Don't know why the memory exploded

Hi, I am new to pytorch and I am practicing the sequence to sequence model according to the official tutorial provided by pytorch. Everything worked fine when I run the original tutorial. But when I used my own way to preprocess data but remained the encoder and decoder and training procedure the same, my colab always crashes due to the RAM overflow no matter how I cut the size of hidden units or reducing training examples (and I believe the training examples cannot be the issue since they are small enough compared to a usual one).

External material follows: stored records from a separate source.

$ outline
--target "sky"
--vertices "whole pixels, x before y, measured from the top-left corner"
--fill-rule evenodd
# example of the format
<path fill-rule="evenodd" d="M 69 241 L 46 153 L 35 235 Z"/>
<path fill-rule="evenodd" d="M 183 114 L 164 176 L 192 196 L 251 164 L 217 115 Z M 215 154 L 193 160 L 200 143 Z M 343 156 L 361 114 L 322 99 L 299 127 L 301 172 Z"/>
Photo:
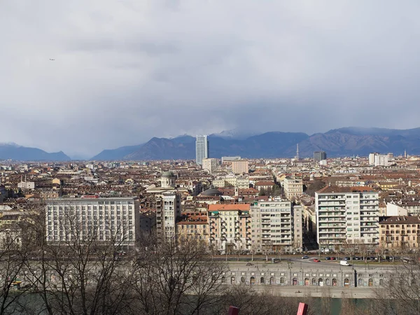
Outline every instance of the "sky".
<path fill-rule="evenodd" d="M 0 1 L 0 142 L 420 127 L 420 1 Z M 50 60 L 53 59 L 55 60 Z"/>

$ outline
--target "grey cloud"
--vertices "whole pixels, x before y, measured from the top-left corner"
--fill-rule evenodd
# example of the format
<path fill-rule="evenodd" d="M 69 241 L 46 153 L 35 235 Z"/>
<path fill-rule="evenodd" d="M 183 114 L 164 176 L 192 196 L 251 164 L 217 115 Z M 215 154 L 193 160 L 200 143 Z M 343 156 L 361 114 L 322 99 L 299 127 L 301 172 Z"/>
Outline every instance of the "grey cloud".
<path fill-rule="evenodd" d="M 2 1 L 2 141 L 419 127 L 418 1 Z M 52 57 L 55 62 L 50 62 Z"/>

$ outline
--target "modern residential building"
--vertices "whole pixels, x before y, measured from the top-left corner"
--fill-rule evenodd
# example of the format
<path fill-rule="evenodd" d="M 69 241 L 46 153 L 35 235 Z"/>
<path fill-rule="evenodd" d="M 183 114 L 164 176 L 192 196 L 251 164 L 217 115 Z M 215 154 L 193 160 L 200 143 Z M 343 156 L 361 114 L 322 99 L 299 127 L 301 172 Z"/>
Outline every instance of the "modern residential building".
<path fill-rule="evenodd" d="M 327 160 L 327 153 L 325 151 L 314 152 L 314 162 L 315 163 L 319 163 L 323 160 Z"/>
<path fill-rule="evenodd" d="M 249 204 L 209 204 L 210 246 L 223 253 L 251 247 Z"/>
<path fill-rule="evenodd" d="M 379 154 L 377 153 L 369 154 L 369 164 L 372 166 L 389 166 L 389 155 Z"/>
<path fill-rule="evenodd" d="M 203 159 L 207 158 L 209 158 L 207 136 L 197 136 L 195 138 L 195 162 L 202 165 Z"/>
<path fill-rule="evenodd" d="M 139 206 L 136 197 L 62 197 L 46 200 L 46 239 L 75 238 L 111 241 L 132 246 L 138 238 Z"/>
<path fill-rule="evenodd" d="M 420 217 L 382 217 L 379 235 L 379 245 L 384 248 L 417 248 L 420 244 Z"/>
<path fill-rule="evenodd" d="M 167 192 L 156 198 L 156 234 L 160 241 L 175 239 L 176 223 L 180 217 L 179 195 Z"/>
<path fill-rule="evenodd" d="M 251 249 L 257 252 L 302 251 L 302 208 L 280 199 L 251 206 Z"/>
<path fill-rule="evenodd" d="M 232 172 L 233 174 L 248 174 L 249 172 L 247 160 L 236 160 L 232 161 Z"/>
<path fill-rule="evenodd" d="M 365 187 L 327 186 L 315 193 L 320 248 L 379 242 L 379 193 Z"/>
<path fill-rule="evenodd" d="M 202 159 L 202 167 L 203 169 L 206 169 L 210 174 L 216 171 L 217 168 L 217 159 L 208 158 Z"/>
<path fill-rule="evenodd" d="M 300 197 L 303 194 L 303 181 L 302 178 L 286 177 L 283 181 L 284 195 L 286 199 Z"/>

I just have no idea about how to debug this, every suggestion or help will be appreciated!

The dataset I used is exactly the same as that in the tutorial, here is a link for the convenience:
https://drive.google.com/file/d/1yE8Wm1drqYm4Ogplsrym499PcTn3ji4j/view?usp=sharing

import torch
import torch.nn as nn
import re;
from nltk import word_tokenize
import nltk
import numpy as np;
from torch import optim
import random
import json
import os
# from classObj import Language, EncoderRNN, DecoderRNN;
import pickle
nltk.download('punkt');
from pylab import *;

device = 'cuda' if torch.cuda.is_available() else 'cpu';

class Language:
    def __init__(self, name):
        self.name = name;
        self.word2idx = {};
        self.idx2word = {0:'<s>', 1:'</s>'};
        self.wordcount = {};
        self.n_words = 2;

    def addSentence(self, sentence):
        for word in sentence:
            if word in self.word2idx:
                self.wordcount[word] += 1;
            else:
                self.word2idx[word] = len(self.idx2word);
                self.idx2word[len(self.idx2word)] = word;
                self.wordcount[word] = 1;
                self.n_words += 1;

class EncoderRNN(nn.Module):
    def __init__(self, input_size, hidden_size):
        super(EncoderRNN, self).__init__()
        self.hidden_size = hidden_size

        self.embedding = nn.Embedding(input_size, hidden_size)
        self.gru = nn.GRU(hidden_size, hidden_size)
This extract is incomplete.